仮想デスクトップのトラブルシューティング

仮想デスクトップを構成または使用しているときに問題が発生する場合は、仮想デスクトップの診断ツール (atrdiag) を使用し、Tableau Prep Builder または Tableau Desktop を実行中の PC に関して診断情報を収集することができます。

仮想デスクトップが有効になっていることを確認し、Tableau Desktop のライセンス認証で使用中のリクエスト期間の秒数に関する設定値を表示できます。以下に示すコマンドは、インストールしたのが Tableau DesktopTableau Prep Builder かに関わりなく、仮想デスクトップ サポートのインストールに関する状態をキャプチャします。

Windows での仮想デスクトップによる診断の収集

  1. 管理者としてコマンド プロンプトを開きます。
  2. 以下のコマンドを使用し、Tableau バイナリ (\bin) ディレクトリに移動します。

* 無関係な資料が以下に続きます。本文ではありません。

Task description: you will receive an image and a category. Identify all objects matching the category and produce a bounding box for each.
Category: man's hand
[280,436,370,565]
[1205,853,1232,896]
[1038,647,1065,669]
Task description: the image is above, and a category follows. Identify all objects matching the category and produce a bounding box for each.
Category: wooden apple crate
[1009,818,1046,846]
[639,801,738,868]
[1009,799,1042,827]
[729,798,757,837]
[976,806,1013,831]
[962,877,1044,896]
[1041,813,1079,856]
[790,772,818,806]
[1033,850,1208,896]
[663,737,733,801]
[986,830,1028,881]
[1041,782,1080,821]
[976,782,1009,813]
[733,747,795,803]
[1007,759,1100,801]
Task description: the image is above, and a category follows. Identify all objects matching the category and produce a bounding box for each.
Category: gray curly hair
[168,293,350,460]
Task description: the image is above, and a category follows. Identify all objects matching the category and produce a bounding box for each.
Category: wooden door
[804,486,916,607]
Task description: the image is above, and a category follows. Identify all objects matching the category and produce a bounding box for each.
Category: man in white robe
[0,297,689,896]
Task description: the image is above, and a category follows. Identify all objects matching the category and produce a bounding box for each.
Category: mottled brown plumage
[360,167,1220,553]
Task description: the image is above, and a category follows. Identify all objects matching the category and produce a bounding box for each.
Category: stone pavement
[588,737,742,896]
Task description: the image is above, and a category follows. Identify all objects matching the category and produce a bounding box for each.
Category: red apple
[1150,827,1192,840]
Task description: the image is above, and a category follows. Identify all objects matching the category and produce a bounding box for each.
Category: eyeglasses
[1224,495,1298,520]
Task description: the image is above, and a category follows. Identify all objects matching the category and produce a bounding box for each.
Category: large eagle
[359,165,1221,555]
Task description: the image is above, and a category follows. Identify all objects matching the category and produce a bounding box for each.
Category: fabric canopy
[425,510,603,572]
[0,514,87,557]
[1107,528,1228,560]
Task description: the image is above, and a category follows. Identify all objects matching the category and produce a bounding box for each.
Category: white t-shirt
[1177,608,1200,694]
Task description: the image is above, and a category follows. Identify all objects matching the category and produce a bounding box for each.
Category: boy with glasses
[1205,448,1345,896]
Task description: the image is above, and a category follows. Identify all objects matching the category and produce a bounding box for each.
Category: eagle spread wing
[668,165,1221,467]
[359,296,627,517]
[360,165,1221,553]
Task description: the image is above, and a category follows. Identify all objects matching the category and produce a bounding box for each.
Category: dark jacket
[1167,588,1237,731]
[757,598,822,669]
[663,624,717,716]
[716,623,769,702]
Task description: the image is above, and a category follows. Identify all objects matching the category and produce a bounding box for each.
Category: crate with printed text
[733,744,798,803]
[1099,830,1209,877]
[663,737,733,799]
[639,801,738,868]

    cd Program Files\Tableau\Tableau <version>\bin

  3. 次のコマンドを実行します。

    atrdiag.exe

    オプションで出力をファイルに保存するには、次を実行します。

    atrdiag.exe > AtrOutput.txt

Mac での仮想デスクトップによる診断の収集

  1. ターミナル アプリを開きます。
  2. 以下のコマンドを使用し、atrdiag ツールを含むディレクトリに移動します。

    cd /Applications/Tableau Desktop <version>.app/Contents/MacOS

  3. 次のコマンドを実行します。

    ./atrdiag.exe

    オプションで出力をファイルに保存するには、次を実行します。

    ./atrdiag.exe > AtrOutput.txt

Tableau Desktop のインストールに関する問題の解決の詳細については、Tableau Desktop または Tableau Prep Builder のインストールのトラブルシューティングを参照してください。